What is astounding is the locally held idea in the affected village, where up to 18 persons stand accused in connection with the murder, that somehow justice for cow slaughter was done through Mr. Akhlaq’s murder. And now, the families of the accused say that justice must be taken further and everyone from Akhlaq’s family involved in eating the alleged cow must be arrested. The local BJP leader, Sanjay Rana, has been quite vocal on the issue and gave the government an ultimatum saying that the state had 20 days to make arrests of cow consumers, failing which, the village would not be able to contain its ‘public anger’. Interestingly, seven of the accused have familial ties to Mr. Rana.

The issues that one needs to focus on in connection with this case are the following. First, what has empowered local village chiefs and leaders to threaten the state. The local village chief referred to the accused as “innocent children” and said that they would organize a mahapanchayat (great village council) and may even attempt self-immolation. Several local right-wing groups have offered to join the council. Second, the people raking up the issue including the local villagers who attempted to kill or killed Mr. Akhlaq actually believe they did nothing wrong and ask for justice for themselves and the arrests of cow consumers.

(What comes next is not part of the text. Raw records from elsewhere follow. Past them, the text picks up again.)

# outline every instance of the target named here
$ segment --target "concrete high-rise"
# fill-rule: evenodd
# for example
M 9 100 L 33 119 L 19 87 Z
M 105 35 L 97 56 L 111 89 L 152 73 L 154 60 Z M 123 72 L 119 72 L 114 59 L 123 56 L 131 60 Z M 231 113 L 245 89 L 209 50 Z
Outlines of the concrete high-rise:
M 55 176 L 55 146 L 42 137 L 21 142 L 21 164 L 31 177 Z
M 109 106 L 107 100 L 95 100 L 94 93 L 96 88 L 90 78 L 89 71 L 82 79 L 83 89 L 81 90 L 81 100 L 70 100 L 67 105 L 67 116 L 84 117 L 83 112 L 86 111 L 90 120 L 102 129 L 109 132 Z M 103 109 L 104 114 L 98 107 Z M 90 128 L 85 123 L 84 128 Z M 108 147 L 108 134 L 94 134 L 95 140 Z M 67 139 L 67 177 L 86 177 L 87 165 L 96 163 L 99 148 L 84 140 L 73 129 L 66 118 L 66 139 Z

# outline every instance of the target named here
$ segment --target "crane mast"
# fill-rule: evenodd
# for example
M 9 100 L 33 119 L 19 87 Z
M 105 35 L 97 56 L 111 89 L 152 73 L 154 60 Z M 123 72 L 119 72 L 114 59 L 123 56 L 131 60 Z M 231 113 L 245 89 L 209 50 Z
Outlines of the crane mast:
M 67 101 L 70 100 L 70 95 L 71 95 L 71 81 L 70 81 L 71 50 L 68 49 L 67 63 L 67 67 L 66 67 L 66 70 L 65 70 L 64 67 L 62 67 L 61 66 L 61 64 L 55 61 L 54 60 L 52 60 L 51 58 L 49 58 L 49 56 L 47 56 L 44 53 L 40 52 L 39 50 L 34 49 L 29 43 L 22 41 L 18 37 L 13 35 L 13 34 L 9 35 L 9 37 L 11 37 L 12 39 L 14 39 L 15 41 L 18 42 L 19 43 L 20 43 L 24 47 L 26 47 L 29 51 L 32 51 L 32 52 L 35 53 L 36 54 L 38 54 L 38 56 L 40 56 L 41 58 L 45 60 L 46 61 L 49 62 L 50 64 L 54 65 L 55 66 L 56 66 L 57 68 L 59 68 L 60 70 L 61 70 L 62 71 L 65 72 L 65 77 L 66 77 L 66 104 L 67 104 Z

Such events portend a future communal struggle in the run-up to the elections. They also suggest that a runaway Hindu masculinity unfettered and unafraid of the law has finally found its time in the sun, watered and fed by a right-wing government. The fact that a local BJP leader’s son and extended male family were involved in the lynching and murder and that no punishment has been awarded to similar right-wing functionaries from within the party suggests that at one level there is a widespread acceptability for such actions, or that they are not seen as a cause of concern within the BJP. If a Union Minister of State makes such pronouncements based on a meat sample, the origins of which are suspicious as a police officer has suggested, one can assume that there is also encouragement for tough talk within the BJP and there is support for such actions.

Mr. Akhlaq’s murder is not the first case in the last three years or so starting from the run-up to the 2014 election where murder most foul has been committed and the perpetrators have not received a sentence. Since then, authors have been targeted, threatened, even murdered, journalists have been manhandled, Dalits have been beaten up or lynched for beef consumption and even the police have been murdered in a place like Mathura by a vigilante paramilitary force illegally occupying a public park.

Electoral politics in India has always been a dark game, although some will say that they remain the freest and fairest in the developing world. This may be true, but Indian elections at all levels allow for the surfacing of societal violence and encouragement to such violence. With a law and order system that is late to every crime and slow to prosecute and a government that may even be smiling on such actions, there are not enough disincentives to deter murderous vigilante mobs.

 

(Vasundhara Sirnate Drennan is the Chief Coordinator of Research for The Hindu Centre for Politics and Public Policy.)